How's your calculus (better than mine, I hope)? Start by integrating the load distribution from 0 to L to solve for the total load, which acts at the centroid of the sinusoidal load distribution. Then what?

3. Nov 15, 2008

koolsid

yes, but the problem is what to do with 'n'? it can change also....wat if n is odd and n is even?

4. Nov 15, 2008

PhanthomJay

Yes, good point, that n makes it more difficult. When n is an integer greater than 1, the distributed load curve crosses the x axis, so integrating the load curve from end to end will not help in determining the reactions.
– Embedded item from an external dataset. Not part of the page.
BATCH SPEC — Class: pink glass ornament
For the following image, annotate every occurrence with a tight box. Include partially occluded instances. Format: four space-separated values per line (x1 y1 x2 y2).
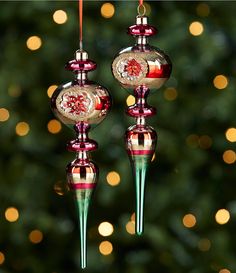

It looks like you have to perform separate integrations between n segments that are each (1/n)L in length, then place the load at the centroid of each section to get the end reactions. There's probably a formula to calculate this, but I don't know what it is.

5. Nov 15, 2008

koolsid

When n is an integer greater than 1, the distributed load curve crosses the x axis can u tell me in detail this point

6. Nov 15, 2008

PhanthomJay

it crosses at q=0, that is, when sin(n)(pi)x/l = 0, which occurs at x=0, and l/2 when n=2, at x=0, l/3, and 2l/3 when x=3, and in general, at x=0, l/n, .......(n-1)l/n.

7. Nov 15, 2008

koolsid

can u tell me where will be the centroid means how to calculate centroid for this case?

8. Nov 16, 2008

koolsid

where is the centroid for this case?